Iraq is home to six UNESCO-listed World Heritage Sites, among them the ancient city of Babylon, the site of several ancient empires under rulers like Hammurabi and Nebuchadnezzar.

In the years before the 2003 U.S. invasion, a limited number of international teams came to dig at sites in Iraq. During Saddam Hussein’s rule, Jotheri said, the foreign archeologists who did come were under strict monitoring by a suspicious government in Baghdad, limiting their contacts with locals. There was little opportunity to transfer skills or technology to local archeologists, he said, meaning that the international presence brought “no benefit for Iraq.”

The country’s ancient sites faced “two waves of destruction,” Jotheri said, the first after harsh international sanctions were imposed following Iraq’s 1990 invasion of Kuwait and desperate Iraqis “found artifacts and looting as a form of income” and the second in 2003 following the U.S. invasion, when “everything collapsed.”

Amid the ensuing security vacuum and rise of the Islamic State militant group, excavations all but shut down for nearly a decade in southern Iraq, while continuing in the more stable northern Kurdish-controlled area. Ancient sites were looted and artifacts smuggled abroad.

The first international teams to return to southern Iraq came in 2014 but their numbers grew haltingly after that.

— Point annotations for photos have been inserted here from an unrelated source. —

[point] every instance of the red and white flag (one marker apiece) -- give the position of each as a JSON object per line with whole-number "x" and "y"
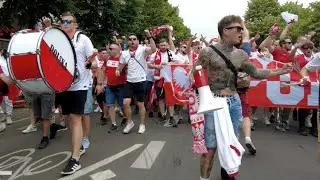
{"x": 283, "y": 90}
{"x": 176, "y": 83}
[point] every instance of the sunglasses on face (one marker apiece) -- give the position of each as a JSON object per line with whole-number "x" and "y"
{"x": 132, "y": 39}
{"x": 67, "y": 21}
{"x": 239, "y": 28}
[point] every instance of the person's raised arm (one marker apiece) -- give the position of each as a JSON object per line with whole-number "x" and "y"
{"x": 248, "y": 67}
{"x": 153, "y": 48}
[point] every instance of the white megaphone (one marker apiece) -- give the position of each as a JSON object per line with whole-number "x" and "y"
{"x": 207, "y": 102}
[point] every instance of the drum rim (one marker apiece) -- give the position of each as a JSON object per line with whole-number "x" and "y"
{"x": 39, "y": 60}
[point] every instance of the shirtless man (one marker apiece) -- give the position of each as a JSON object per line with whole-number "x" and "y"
{"x": 223, "y": 82}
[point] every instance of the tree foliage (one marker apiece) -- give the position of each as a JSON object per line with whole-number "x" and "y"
{"x": 98, "y": 18}
{"x": 262, "y": 14}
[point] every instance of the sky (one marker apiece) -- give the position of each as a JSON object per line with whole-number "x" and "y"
{"x": 202, "y": 17}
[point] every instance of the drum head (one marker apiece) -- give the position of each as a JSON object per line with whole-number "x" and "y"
{"x": 57, "y": 60}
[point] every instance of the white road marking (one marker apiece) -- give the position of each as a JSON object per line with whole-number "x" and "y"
{"x": 20, "y": 120}
{"x": 104, "y": 175}
{"x": 149, "y": 155}
{"x": 23, "y": 128}
{"x": 101, "y": 163}
{"x": 5, "y": 173}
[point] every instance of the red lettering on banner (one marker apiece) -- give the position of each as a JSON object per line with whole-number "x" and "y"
{"x": 283, "y": 91}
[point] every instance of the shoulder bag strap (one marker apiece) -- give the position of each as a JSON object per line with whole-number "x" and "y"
{"x": 228, "y": 62}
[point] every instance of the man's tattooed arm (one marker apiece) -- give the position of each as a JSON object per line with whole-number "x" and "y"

The digs at Lagash, which was first excavated in 1968, had shut down after 1990, and the site remained dormant until 2019.

Unlike many others, the site was not plundered in the interim, largely due to the efforts of tribes living in the area, said Zaid Alrawi, an Iraqi archeologist who is the project manager at the site.

Would-be looters who came to the area were run off by “local villagers who consider these sites basically their own property,” he said.

A temple complex and the remains of institutional buildings had been uncovered in earlier digs, so when archeologists returned in 2019, Alrawi said, they focused on areas that would give clues to the lives of ordinary people. They began with what turned out to be a pottery workshop containing several kilns, complete with throwaway figurines apparently made by bored workers and date pits from their on-shift snacking.

Further digging in the area surrounding the workshop found a large room containing a fireplace used for cooking. The area also held seating benches and a refrigeration system made with layers of clay jars thrust into the earth with clay shards in between.

The site is believed to date to around 2,700 BC. Given that beer drinking was widespread among the ancient Sumerians inhabiting Lagash at the time, many envisioned the space as a sort of ancient gastropub.

But Alrawi said he believes it was more likely a cafeteria to feed workers from the pottery workshop next door.

“I think it was a place to serve whoever was working at the big pottery production next door, right next to the place where people work hard, and they had to eat lunch,” he said.

Alrawi, whose father was also an archeologist, grew up visiting sites around the country. Today, he is happy to see “a full throttle of excavations” returning to Iraq.

“It’s very good for the country and for the archeologists, for the international universities and academia,” he said.

As archeological exploration has expanded, international dollars have flowed into restoring damaged heritage sites like the al-Nouri mosque in Mosul, and Iraqi authorities have pushed to repatriate stolen artifacts from countries as near as Lebanon and as far as the United States.

Last month, Iraq’s national museum began opening its doors to the public for free on Fridays — a first in recent history. Families wandered through halls lined with Assyrian tablets and got an up-close look at the crown jewel of Iraq’s repatriated artifacts: a small clay tablet dating back 3,500 years and bearing a portion of the Epic of Gilgamesh that was looted from an Iraqi museum 30 years ago and returned from the U.S. two years ago. The tablet is among 17,000 looted artifacts returned to Iraq from the U.S.

Ebtisam Khalaf, a history teacher who was one of the visitors to the museum on its first free day, said, “This is a beautiful initiative because, we can see the things that we only used to hear about.”

Before, she said, her students could “only see these antiquities in books. But now we can see these beautiful artifacts for real.”